The GCC (Gulf Co-operation Council) bond market has more potential to the upside as it is driven by a supportive macroeconomic outlook, ample liquidity and a strong local investor base. This is especially the case with Dubai Inc and government-related entities, Credit Agricole said.
“The GCC region with its strong macro fundamentals can be said to be one of the rising stars in our globalised economy”, Dr Marie Owens Thomsen, chief economist, Crédit Agricole private banking, said.
Finding that the GCC bond market in somewhat of a bipolar investment case, Christiane Nasr, head of Mena (Middle East and North Africa) fixed income & director at the Dubai office, Crédit Agricole private banking, said there is the promising aspect of the region’s strong macro fundamentals which are supported by generous government spending, healthy oil prices and improving credit profiles of local companies that are pushing for tighter credit spreads than current levels.
However, on the other hand, the GCC mandates a higher risk premium due to the element of geopolitical risk and fears of conflict escalation, she said.

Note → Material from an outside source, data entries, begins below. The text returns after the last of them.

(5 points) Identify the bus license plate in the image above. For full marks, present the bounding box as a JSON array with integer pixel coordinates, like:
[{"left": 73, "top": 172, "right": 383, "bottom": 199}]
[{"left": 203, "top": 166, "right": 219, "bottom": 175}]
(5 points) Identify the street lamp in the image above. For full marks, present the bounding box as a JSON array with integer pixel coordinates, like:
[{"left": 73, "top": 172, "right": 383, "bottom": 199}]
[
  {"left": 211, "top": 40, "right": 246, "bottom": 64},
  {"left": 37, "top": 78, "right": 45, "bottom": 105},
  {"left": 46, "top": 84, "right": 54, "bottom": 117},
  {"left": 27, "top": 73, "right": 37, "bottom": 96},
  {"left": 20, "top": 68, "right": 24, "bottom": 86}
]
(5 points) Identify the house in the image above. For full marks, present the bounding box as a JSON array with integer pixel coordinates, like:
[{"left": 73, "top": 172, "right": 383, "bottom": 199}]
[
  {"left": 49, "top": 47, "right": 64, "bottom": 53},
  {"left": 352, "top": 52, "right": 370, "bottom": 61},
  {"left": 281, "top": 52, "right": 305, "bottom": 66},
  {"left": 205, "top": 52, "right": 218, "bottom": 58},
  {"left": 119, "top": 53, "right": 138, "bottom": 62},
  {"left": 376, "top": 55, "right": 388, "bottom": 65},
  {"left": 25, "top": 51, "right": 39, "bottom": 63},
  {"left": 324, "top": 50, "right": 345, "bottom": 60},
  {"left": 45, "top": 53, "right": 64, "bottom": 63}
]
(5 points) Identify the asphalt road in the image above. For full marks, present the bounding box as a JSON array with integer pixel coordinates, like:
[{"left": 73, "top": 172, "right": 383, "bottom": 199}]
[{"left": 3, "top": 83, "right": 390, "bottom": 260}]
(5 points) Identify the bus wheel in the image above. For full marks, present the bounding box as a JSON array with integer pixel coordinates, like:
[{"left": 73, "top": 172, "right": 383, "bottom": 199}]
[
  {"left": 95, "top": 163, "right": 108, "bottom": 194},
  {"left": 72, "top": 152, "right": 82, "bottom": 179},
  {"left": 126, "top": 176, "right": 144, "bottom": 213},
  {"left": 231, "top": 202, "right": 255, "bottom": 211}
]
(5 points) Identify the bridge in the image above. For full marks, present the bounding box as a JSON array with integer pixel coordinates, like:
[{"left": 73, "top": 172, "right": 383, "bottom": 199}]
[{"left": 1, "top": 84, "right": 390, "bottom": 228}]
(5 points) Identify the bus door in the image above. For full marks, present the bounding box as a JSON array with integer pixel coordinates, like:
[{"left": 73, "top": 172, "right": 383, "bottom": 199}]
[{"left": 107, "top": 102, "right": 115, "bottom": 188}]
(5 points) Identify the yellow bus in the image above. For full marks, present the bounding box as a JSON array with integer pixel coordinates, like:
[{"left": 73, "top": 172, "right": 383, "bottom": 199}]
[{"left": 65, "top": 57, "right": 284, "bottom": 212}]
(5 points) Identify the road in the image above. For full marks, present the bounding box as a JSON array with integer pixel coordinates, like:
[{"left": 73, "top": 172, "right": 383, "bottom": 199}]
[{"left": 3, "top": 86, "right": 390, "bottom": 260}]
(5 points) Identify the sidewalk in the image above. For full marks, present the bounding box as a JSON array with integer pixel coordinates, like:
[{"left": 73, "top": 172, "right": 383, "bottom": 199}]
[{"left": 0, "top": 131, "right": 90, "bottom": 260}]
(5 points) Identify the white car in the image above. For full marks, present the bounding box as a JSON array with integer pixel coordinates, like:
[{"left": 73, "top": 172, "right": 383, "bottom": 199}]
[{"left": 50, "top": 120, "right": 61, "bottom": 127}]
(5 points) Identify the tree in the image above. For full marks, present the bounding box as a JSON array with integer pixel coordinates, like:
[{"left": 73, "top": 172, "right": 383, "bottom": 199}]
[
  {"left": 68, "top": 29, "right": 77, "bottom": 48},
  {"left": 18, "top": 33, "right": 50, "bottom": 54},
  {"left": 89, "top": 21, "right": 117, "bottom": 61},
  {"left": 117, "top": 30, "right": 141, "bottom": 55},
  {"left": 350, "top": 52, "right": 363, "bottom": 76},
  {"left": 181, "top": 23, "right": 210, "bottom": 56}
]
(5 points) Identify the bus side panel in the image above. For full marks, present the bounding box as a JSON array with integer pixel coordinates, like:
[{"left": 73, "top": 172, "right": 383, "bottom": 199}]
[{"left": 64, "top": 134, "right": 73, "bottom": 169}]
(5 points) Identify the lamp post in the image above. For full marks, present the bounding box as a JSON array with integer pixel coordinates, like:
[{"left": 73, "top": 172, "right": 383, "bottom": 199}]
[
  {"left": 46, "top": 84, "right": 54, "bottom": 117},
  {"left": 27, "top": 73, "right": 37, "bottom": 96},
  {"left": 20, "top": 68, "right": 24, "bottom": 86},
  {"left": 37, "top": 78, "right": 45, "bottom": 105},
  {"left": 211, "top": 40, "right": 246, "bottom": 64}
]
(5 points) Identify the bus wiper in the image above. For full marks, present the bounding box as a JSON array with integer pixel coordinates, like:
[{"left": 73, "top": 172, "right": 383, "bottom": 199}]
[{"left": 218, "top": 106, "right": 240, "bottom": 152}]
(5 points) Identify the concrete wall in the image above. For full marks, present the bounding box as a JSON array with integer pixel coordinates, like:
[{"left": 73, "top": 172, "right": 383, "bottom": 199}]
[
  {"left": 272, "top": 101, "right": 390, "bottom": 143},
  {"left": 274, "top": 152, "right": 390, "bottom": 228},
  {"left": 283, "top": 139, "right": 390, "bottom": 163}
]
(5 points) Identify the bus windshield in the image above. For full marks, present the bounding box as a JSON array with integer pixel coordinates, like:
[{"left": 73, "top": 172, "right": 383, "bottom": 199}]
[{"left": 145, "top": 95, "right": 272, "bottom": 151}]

The GCC bond market posted an impressive performance last year in comparison to its peers in other emerging markets. Regional bonds in high-yield category returned more than 7% in 2013, outperforming other emerging markets which were in negative territory for the first time since 2008.

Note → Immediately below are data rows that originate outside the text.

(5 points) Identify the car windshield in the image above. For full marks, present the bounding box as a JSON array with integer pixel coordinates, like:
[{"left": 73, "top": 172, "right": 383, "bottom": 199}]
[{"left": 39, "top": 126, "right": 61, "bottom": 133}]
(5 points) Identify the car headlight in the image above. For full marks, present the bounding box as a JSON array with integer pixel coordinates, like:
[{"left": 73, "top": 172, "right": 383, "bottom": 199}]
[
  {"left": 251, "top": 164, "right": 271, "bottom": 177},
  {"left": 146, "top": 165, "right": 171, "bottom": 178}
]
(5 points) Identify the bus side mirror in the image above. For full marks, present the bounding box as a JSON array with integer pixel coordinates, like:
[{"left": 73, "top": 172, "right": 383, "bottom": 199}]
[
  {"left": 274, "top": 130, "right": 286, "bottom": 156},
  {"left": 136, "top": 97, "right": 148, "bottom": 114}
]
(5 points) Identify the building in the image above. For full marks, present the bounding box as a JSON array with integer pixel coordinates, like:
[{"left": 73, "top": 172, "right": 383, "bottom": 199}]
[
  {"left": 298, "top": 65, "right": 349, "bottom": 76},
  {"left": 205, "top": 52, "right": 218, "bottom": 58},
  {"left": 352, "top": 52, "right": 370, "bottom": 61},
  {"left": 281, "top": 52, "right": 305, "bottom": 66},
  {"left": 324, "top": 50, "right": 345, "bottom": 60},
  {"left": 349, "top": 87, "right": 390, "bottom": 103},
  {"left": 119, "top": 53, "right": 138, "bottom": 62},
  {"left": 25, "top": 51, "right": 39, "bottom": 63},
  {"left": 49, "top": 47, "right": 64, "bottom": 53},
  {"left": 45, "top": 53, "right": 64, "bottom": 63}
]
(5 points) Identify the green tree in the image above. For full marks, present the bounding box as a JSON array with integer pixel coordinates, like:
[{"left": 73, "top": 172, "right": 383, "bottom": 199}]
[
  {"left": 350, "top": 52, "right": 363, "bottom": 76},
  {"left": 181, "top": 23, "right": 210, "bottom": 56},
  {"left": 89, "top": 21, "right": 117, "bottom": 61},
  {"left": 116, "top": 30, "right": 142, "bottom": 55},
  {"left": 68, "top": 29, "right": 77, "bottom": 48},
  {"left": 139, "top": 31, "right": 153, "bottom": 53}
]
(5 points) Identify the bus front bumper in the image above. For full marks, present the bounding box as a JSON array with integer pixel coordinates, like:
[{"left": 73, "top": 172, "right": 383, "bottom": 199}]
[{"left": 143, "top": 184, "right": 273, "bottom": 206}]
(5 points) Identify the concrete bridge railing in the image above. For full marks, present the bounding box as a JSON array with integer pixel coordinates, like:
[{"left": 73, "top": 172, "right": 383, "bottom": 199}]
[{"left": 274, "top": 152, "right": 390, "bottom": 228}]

“There are various factors which could be attributed to GCC bonds outperforming global emerging markets. The credit profiles of regional corporates are improving with stronger fundamentals as reflected in their sound liquidity and their lowest level of leverage since 2009,” Nasr said.
On the other hand, banks are experiencing a revival in credit and loan growth without compromising their asset quality as reflected in the decreasing ratios for non-performing loans and that sovereigns’ benefit from robust liquidity with ample foreign exchange reserves and low levels of debt. This positive momentum is leading to rating upgrades across the region, she added.
Observing that last year’s positive momentum on GCC corporates continues into 2014 so far, she said the current imbalance between supply and demand is also supportive for GCC bonds.
“There is ample liquidity waiting to be parked in new issues while supply has been lacking. We can expect more issuance going forward in a scenario where investors’ appetite is significant,” Nasr said.
Moreover, favourable macroeconomic trends are fuelling the development of new projects regionally and many companies are looking to expand, she said, adding “the regional corporates are expected to perform well in 2014, with spreads moving tighter as long as the geopolitical risk is contained.”